Good Manufacturing Practices for the 21st Century for Food Processing (2004 Study) Appendix D: Exploratory Factor Analysis

August 9, 2004

Factor analysis is a data reduction technique that reduces the number of variables used in an analysis by creating new variables (called factors) that combine redundancy in the data. The factor analysis conducted for this report reduced the number of variables from ten to four factors. The underlying theory behind factor analysis is that a set of multivariate observations stem from a lesser number of underlying factors. For example, data on students' test scores in math, science, art, and literature might reflect two underlying factors: one for "technical ability" and one for "creativeness." A student's "technical ability" will probably be better reflected in math and science test scores, while a student's "creativity" should be reflected in art and literature test scores. The factors are meant to reflect some underlying abstract dimension or concept. The measured variables are imperfect measures of those dimensions or concepts.

A factor analysis looks for trends in correlations among the variables. Given that the factors are unmeasured, it is necessary to use numerical algorithms to solve a factor analysis. The first step in a factor analysis is to determine the number of relevant factors. Many algorithms used to solve factor analyses have methods of determining an appropriate number of factors, but it is also possible to specify (fix) a number of factors. For the analysis in this report, we allowed the algorithm to determine the number of factors.

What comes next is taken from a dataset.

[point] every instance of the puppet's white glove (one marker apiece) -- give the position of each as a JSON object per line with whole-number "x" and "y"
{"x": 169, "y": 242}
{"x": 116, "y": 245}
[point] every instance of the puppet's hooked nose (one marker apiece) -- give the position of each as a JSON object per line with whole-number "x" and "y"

The output from the factor analysis will generate a table that relates each variable to each factor and assigns a numerical value between -1 and 1 to each relationship. The numerical values are referred to as factor loadings and reflect the strength of relationship between the factors and the variables. Variables that are closely related to one another should all load highly on the same factor. This is the essence of factor analysis: combining redundant variation in the data.

The factors generated in a factor analysis do not have a straightforward interpretation. In fact, it is up to the researcher to determine how a factor should be named. For the most part, theoretical considerations can guide in naming a factor. Nevertheless, developing appropriate names for factors is an important aspect of factor analysis.

Once a factor analysis has been performed, a mathematical operation called rotation is performed. The purpose of rotation is to make each factor distinct (in terms of factor loadings) from the other factors. Most raw factor loadings require rotation. The term rotation stems from the technique involved: the axes are literally rotated around the score to generate new axes and thus new factor scores. From a mathematical perspective, this transformation is justified since the factor loadings are only unique up to a multiplicative constant. Thus, rotation need only preserve the order of the loadings to be consistent.

Scoring is the process of generating values for the factors for each observation in the data. For example, a factor analysis that reduces a set of 20 variables to six factors might be based on 1,000 observations on those 20 variables. The factor analysis only generates 120 factor loadings (20 variables x six factors). Although each observation has a value for each variable, none of the observations has a value for the six factors (at this point). Scoring assigns a value to each observation for each factor. Once again, because the factors are unobserved, it is necessary to use numerical algorithms to solve the equations used to score the factors.